Academic research on disinformation started in earnest after 2016. Before that, the Western media used the term "propaganda" to define political communication in the non-capitalist countries, and termed Western propaganda as "rhetoric". For instance, former US president George W. Bush used the "war on terror" rhetoric in an attempt to persuade the world to accord legitimacy to his military operations in the Middle East after the Sept 11, 2001, attacks.

Moreover, the Ukraine-Russia conflict has once again drawn the international community into an "information war" full of fake news.
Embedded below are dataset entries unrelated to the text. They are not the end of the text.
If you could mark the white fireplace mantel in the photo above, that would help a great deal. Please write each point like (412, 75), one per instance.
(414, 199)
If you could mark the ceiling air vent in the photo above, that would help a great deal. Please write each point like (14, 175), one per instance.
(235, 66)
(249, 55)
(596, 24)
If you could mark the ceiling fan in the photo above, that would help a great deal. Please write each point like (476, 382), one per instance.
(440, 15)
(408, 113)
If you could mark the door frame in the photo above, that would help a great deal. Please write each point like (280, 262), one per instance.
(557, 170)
The Western media and political and social elites, who more or less control the communication channels and global discourse, say information released by Russia is "misleading news", and claim their own communication campaigns are aimed at safeguarding "democracy, justice, peace, and freedom of the press".

Western countries have also used their control over ICTs and global media networks to ban Russian media outlets, thus preventing the international community from knowing the other side of the story in the Ukraine-Russia conflict.

When Moscow announced on March 5 that strict action, including imprisonment of up to 15 years, will be taken against media outlets spreading "fake news", especially those discrediting the Russian armed forces and calling for sanctions against Russia, Bloomberg, The New York Times, and other Western media outlets suspended their operations in Russia. This has restricted the global flow of news and communication, and further intensified the confrontation between Russia and the West.

It is clear that instead of seriously trying to help end the conflict, the Western powers have been imposing harsher sanctions on Moscow in order to debilitate its financial, foreign trade and other sectors.

Fake news is rampant worldwide. And the latest series of conflicts have exposed how cruel the fact is that some forces manipulate fake news in the information war.

The views don't necessarily represent those of China Daily.

Zhang Chunyu is an assistant professor at the School of Journalism and Communication, Shanghai International Studies University; Guo Ke is the dean of, and a professor at, the same school.